Algorithmic approach

  • We can purge $\Gamma_t$ by removing dominated vectors.

RL for POMDPs

  • Planning vs Learning

    • Planning: you know everything (the model)
    • Learning: you don't know the model and you need to interact
  • Model-based RL for POMDPs

    • Learn the model
    • i.e. learn a POMDP
    • Use the model to plan
  • Model-free RL for POMDPs

    • Map observations to actions

Model-based RL for POMDPs

  • Models can be controlled or uncontrolled, observable or partially observable:

    Controlled Uncontrolled
    Observable MC MDP
    Partially observable HMM POMDP
  • We can learn the model using the EM (Expectation-Maximization) algorithm

    alt text

Model-free RL for POMDPs

  • Learning memoryless policies (memoryless means that you don't know the past and you are not learning a sequence of actions)

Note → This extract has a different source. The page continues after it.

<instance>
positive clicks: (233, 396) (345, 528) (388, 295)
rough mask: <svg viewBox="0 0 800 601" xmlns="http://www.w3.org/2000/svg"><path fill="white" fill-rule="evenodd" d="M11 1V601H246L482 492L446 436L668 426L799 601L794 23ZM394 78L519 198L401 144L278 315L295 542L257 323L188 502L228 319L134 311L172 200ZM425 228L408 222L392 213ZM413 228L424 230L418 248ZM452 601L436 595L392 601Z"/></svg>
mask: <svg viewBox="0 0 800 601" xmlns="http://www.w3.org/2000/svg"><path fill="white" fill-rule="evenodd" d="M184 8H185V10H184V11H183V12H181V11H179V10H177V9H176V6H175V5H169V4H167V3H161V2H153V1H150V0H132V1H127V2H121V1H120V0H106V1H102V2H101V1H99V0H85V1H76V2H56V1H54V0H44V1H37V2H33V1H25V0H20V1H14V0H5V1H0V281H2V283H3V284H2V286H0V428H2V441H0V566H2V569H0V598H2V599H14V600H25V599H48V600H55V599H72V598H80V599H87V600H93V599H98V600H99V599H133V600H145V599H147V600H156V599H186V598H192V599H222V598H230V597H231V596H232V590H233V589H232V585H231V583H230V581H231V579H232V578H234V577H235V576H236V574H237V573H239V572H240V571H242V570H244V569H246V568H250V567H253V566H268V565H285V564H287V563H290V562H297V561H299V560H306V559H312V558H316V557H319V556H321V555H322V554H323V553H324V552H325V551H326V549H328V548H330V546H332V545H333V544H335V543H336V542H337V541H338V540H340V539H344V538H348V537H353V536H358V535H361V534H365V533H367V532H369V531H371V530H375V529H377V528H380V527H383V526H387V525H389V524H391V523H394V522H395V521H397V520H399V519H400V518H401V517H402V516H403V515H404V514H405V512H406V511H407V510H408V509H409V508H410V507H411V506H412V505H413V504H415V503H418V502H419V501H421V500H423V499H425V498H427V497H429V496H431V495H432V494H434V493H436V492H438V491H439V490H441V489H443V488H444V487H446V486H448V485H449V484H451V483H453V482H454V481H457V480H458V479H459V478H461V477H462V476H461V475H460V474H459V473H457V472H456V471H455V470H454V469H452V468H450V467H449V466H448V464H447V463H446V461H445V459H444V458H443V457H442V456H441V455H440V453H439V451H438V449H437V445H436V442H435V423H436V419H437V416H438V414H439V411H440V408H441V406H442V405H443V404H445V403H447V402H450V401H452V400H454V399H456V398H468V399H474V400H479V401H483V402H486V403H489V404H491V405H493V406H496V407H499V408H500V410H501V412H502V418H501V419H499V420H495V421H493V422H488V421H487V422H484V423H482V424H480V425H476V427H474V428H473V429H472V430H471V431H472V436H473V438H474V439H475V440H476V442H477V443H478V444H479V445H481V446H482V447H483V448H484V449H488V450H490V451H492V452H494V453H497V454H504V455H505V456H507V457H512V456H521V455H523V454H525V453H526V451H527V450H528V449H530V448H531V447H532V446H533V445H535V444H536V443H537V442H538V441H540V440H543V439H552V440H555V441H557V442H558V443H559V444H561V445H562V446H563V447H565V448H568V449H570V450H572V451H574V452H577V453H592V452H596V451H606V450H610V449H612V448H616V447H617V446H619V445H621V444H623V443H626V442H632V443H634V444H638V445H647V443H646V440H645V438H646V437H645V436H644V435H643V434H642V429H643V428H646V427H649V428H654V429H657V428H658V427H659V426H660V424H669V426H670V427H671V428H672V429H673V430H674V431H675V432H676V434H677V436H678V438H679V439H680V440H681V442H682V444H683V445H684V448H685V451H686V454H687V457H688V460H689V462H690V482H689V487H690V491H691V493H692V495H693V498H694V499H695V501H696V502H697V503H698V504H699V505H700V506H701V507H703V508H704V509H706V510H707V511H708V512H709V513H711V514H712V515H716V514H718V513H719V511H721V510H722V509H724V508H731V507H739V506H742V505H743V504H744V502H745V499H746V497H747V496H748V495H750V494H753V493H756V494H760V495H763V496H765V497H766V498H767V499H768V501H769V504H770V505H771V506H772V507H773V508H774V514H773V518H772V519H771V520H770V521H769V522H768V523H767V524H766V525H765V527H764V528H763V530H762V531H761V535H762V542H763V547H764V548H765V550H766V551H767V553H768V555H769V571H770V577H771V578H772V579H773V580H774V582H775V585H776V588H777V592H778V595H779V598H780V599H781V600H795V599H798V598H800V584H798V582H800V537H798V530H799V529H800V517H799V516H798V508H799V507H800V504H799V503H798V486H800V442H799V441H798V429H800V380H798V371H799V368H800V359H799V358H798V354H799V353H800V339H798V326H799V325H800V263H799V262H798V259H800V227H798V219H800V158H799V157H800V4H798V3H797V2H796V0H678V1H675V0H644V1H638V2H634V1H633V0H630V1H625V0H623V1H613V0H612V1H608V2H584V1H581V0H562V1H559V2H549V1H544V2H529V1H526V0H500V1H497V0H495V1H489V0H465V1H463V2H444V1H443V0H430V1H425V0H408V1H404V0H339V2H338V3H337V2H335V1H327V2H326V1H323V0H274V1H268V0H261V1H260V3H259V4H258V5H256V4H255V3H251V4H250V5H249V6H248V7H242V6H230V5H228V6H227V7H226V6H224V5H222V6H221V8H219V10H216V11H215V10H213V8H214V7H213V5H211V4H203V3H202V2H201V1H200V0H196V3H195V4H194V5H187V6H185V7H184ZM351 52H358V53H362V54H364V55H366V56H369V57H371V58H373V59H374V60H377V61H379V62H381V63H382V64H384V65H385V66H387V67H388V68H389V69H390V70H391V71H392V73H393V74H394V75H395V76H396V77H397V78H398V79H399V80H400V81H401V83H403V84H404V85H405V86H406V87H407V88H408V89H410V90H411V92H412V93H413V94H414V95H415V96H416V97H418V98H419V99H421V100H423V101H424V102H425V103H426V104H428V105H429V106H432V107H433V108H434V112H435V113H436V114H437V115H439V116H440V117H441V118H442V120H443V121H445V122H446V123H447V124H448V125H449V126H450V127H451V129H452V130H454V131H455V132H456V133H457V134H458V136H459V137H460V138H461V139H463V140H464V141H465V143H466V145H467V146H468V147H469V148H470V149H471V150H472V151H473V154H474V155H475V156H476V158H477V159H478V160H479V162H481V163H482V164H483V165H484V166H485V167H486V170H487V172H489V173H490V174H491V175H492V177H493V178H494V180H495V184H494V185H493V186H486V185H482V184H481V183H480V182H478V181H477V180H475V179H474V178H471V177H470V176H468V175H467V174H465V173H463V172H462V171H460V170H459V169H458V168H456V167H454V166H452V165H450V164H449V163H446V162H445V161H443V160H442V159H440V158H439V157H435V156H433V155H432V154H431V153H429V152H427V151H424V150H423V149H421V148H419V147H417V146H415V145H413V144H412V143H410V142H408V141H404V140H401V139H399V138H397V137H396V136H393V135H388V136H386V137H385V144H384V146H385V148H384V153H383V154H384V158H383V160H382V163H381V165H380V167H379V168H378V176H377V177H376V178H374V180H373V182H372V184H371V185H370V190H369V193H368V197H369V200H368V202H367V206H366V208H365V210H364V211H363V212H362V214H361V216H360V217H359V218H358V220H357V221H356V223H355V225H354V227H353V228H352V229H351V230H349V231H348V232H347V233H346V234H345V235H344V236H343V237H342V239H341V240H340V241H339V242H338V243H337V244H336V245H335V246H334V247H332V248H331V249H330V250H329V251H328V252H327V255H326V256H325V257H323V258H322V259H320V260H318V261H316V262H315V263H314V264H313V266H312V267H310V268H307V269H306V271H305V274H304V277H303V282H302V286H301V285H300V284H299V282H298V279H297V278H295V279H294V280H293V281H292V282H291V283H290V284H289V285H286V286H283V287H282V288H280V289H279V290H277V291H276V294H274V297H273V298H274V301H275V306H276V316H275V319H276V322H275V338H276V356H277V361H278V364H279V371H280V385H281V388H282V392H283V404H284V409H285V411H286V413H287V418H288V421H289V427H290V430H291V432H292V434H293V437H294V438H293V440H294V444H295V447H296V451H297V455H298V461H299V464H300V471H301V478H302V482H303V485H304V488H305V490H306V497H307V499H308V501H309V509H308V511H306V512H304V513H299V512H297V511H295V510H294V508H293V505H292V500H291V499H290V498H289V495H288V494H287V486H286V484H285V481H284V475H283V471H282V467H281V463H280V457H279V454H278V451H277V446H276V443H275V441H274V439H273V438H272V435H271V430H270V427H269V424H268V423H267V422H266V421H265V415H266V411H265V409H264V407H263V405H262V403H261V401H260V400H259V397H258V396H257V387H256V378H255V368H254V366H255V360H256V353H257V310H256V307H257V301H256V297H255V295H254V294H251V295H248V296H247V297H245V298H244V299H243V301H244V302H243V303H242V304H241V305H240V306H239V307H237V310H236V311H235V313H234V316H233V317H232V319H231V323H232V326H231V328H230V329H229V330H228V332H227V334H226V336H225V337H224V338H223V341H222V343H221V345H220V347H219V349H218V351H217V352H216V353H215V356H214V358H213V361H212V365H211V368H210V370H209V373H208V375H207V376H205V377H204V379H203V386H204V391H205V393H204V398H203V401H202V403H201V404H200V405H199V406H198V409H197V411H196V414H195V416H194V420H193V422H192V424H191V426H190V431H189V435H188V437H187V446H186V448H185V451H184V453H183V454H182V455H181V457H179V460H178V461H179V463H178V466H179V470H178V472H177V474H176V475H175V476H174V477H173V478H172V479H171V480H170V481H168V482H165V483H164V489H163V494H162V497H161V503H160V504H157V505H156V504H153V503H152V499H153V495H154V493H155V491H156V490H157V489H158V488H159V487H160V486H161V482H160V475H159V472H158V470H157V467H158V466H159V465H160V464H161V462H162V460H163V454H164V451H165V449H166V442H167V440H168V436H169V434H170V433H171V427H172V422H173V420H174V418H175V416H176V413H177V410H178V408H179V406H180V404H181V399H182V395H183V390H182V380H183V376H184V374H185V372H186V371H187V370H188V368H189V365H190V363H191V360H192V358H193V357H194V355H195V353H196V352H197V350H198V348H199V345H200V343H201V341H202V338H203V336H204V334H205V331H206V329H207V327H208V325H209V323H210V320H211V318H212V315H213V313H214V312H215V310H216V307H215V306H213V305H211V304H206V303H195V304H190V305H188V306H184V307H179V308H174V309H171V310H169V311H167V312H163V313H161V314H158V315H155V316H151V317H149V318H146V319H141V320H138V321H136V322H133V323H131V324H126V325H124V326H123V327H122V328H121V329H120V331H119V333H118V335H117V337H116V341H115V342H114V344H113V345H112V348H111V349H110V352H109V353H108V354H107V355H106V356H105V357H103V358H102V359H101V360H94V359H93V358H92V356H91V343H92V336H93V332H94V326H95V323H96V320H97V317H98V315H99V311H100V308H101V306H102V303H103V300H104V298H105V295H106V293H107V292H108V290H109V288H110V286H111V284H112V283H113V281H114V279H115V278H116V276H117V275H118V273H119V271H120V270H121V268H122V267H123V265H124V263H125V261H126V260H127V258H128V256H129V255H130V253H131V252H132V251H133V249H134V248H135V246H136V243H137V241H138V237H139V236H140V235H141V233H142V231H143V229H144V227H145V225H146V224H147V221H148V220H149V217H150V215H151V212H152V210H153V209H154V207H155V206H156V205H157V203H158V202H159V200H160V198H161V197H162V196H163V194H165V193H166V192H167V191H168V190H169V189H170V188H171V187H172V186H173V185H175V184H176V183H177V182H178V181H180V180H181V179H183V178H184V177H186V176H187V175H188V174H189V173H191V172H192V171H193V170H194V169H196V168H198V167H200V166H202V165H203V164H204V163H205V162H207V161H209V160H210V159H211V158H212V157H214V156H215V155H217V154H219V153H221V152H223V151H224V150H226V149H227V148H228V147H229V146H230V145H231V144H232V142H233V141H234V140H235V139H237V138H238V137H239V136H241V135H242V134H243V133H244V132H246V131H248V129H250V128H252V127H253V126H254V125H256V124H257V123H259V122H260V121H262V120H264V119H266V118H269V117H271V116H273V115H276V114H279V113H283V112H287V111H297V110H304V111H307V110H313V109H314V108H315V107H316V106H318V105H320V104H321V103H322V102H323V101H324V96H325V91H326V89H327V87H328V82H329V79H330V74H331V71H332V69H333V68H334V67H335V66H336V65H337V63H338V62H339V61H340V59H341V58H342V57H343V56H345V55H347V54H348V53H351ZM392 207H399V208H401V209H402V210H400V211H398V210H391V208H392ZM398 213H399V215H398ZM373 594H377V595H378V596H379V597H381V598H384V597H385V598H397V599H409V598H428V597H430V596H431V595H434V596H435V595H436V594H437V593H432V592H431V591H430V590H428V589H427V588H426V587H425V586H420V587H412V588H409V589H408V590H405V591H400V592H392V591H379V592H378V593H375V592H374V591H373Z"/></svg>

  • Consider the following MDP:

    alt text

    Red: left action; Black: right action

    $\gamma = 1/2$

  • If we are in any of the open circles, what is the optimal policy (The probability distribution over actions)?

    • We will go right in two out three states, and go left in one out of three states.
    • Pr(R) = 2/3
    • Pr(L) = 1/3
  • What is the value of each of the open circle states ($x, y, z$), and the expected return of the policy?

    $x = Pr(R) \cdot \gamma y + Pr(L) \cdot \gamma x = 2/3 \cdot 1/2y + 1/3 \cdot 1/2x$

    $5x = 2y$

    $y = Pr(R) \cdot 1 + Pr(L) \cdot \gamma x = 2/3 + 1/3 \cdot 1/2x$

    $x = 6y - 4$

    Solving the above two equations, we get $x = 2/7$ and $y = 5/7$

    $z = ... = 1/2$

    So the expected return of the policy is $1/3 \cdot 2/7 + 1/3 \cdot 5/7 + 1/3 \cdot 1/2 = 1/2$

Bayesian RL

  • We can think of RL itself being a POMDP
  • In Bayesian RL, we keep a distribution (Bayesian posterior) over the possible MDPs we are in
  • We can behave optimally with a good balance between exploration and exploitation
  • RL becomes planning